De plus en plus d’équipes de recherche s’engagent dans des démarches de co-production de savoirs avec la société civile. La NASA ou le CNES s'appuient sur les astronomes amateurs pour cartographier le cosmos, le Muséum national d'histoire naturelle sur les ornithologues pour inventorier les populations d'oiseaux. Mais la participation des citoyens aux processus de recherche est bien plus diversifiée. Pour Évelyne Lhoste : « L’appel aux bénévoles, ou crowd sourcing, est la partie visible des recherches participatives mais pas la plus représentative de ses enjeux. La société civile doit pouvoir inventer le monde de demain avec les universités et les organisations de recherche. » Les associations de malades financent et orientent la recherche biomédicale. C’est un exemple parmi d’autres des activités du tiers-secteur de la recherche. Entre privé et public, il représente l’économie sociale et solidaire.
La trajectoire d'Evelyne Lhoste illustre une démarche d’ouverture de la recherche. Docteure en physiologie, cette chercheuse a quitté son laboratoire de biologie moléculaire pour devenir socio-anthropologue. Elle s’est d’abord intéressée aux Fab Lab et conduit actuellement des recherches avec des associations, dont des tiers-lieux. « Les tiers-lieux sont des espaces d'interaction entre sciences et société. Par exemple, un collectif d'habitants qui souhaiterait mesurer la pollution dans un quartier pourrait venir fabriquer des capteurs dans un fablab. À l'inverse, des chercheurs peuvent investir un tiers-lieu pour promouvoir la science, débattre avec des citoyens et faire des recherches qu’ils ne peuvent pas faire dans leur labo. »
« La société civile doit participer pleinement et ne plus être seulement consultée »
Le LISIS (Laboratoire Interdisciplinaire Sciences Innovations Sociétés), où travaille Evelyne Lhoste, est membre de l'Alliance Sciences Société qui réunit des institutions de recherche et des organisations du tiers-secteur de la recherche autour de l'enjeu des transitions écologiques et solidaires. « Depuis la Seconde Guerre mondiale, la société civile délègue à l’État, aux organisations de recherche, et aux grandes entreprises les choix socio-techniques.
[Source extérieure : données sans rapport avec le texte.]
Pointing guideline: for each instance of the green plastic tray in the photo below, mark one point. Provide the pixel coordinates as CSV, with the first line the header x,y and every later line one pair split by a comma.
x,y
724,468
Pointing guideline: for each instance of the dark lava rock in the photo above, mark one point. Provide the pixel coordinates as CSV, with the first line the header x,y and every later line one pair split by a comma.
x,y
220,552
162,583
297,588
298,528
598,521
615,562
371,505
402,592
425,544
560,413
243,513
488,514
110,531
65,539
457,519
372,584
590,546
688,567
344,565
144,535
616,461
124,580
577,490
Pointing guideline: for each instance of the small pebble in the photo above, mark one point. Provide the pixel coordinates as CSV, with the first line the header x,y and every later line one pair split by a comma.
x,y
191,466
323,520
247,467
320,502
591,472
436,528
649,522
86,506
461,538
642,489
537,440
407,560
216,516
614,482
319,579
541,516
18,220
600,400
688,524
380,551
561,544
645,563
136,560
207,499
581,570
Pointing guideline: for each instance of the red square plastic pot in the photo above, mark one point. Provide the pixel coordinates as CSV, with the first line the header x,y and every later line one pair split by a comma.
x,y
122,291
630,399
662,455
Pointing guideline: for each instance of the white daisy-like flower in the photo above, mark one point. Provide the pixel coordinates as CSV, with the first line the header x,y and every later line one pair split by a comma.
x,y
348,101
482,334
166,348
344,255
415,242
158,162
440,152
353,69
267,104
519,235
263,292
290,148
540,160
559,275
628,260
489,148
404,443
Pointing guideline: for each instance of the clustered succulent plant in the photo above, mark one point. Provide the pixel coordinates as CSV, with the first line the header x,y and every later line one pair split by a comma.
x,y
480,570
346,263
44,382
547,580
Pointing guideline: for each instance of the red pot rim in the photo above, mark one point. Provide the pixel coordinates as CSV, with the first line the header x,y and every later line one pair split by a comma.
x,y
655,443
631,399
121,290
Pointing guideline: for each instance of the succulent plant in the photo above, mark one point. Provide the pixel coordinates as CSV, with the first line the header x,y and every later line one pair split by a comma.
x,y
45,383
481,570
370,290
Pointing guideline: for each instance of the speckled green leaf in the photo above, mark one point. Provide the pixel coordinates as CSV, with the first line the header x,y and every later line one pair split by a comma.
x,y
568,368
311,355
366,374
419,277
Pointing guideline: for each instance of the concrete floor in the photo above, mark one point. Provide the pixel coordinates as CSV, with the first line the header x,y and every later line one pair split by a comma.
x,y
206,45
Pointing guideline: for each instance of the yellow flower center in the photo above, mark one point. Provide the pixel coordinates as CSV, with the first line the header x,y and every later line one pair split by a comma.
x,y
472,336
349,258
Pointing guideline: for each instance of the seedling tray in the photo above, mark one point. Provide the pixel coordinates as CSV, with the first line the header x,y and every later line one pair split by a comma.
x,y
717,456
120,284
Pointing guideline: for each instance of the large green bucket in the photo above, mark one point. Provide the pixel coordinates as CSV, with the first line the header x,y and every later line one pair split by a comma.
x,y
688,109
Avec la centralité des objectifs environnementaux et sociaux, le système est à revoir, la société civile doit participer aux politiques de recherche et d’innovation et ne plus être seulement consultée après coup. » C'est l'enjeu de l'appel à projets « Chercheur·e·s - Citoyen·ne·s » lancé en mars 2021. « Il y a parfois de la méfiance de la part des chercheurs qui ne sont pas habitués à travailler avec des associations. Les risques sont comparables aux projets de recherche partenariale. Il faut s’entendre sur les objectifs du projet, construire une confiance réciproque et établir des règles communes. Cela prend du temps. confie la pilote du comité d'évaluation de l'appel à projets. Les équipes de recherche et les collectifs du tiers-secteur qui ont répondu à l’appel de l’université ont réussi à dépasser ces écueils. Je suis impatiente de voir les résultats des dix projets sélectionnés. »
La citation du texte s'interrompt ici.